A Cypriot airplane belonging to Helios Airways plowed into a hill north of Athens on 14 August 2005 , killing all 121 people onboard in the worst airline disaster in Greek history.
Human error was the root of this terrifying 2005 ghost flight that crashed outside of Athens and killed all 121 people onboard.
The problem with this 737 began when ground crew set the plane’s pressurization system to manual to check a reported leak.
The system was never switched back to auto. Investigations after the crash showed that the flight crew had several opportunities to notice and correct the setting, but they never did. Instead, pressure started dropping 13 minutes into the Cyprus-to-Prague flight.
Alarms sounded onboard but the pilots, beginning to feel the effects of hypoxia, misinterpreted them. Even after oxygen masks dropped to passengers, the plane continued its climb.

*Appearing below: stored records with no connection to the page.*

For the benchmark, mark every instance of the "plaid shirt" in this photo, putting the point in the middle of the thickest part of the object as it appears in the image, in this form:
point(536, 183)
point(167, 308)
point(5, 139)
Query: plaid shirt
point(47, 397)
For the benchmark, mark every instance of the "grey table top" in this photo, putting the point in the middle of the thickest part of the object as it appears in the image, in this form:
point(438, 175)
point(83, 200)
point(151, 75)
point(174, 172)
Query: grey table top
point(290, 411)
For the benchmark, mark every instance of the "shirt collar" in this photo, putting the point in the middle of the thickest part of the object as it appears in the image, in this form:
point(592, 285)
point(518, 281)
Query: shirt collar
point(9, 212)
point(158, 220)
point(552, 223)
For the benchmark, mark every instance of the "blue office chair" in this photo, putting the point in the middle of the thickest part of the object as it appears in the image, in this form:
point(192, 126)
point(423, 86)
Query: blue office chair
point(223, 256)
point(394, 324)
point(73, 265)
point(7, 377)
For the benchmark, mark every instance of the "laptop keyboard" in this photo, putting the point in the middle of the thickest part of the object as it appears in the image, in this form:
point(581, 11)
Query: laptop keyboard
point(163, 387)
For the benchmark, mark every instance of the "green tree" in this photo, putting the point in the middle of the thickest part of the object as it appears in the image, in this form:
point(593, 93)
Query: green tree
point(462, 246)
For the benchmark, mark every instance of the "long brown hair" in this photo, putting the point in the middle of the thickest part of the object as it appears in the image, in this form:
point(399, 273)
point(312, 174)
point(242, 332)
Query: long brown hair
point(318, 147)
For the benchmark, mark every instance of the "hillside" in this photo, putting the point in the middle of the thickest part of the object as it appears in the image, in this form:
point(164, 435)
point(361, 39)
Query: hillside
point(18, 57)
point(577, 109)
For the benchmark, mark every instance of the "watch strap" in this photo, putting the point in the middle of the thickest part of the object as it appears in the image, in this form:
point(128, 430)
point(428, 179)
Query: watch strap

Unresponsive to radio communication, the jet flew into Greek airspace, where two F-16s intercepted it. The pilots saw a grim scene. The 737’s pilots were slumped over their controls and passengers were wearing oxygen masks.
A moment of hope emerged when a flight attendant, still conscious after using several crew oxygen containers, made his way into the cockpit and took the plane’s controls. But he was too late.
The plane was out of gas and it crashed into a mountain outside of Athens. Investigations said the passengers were alive but unconscious at the time of the crash, though some Greek officials believe many passengers froze to death during the flight.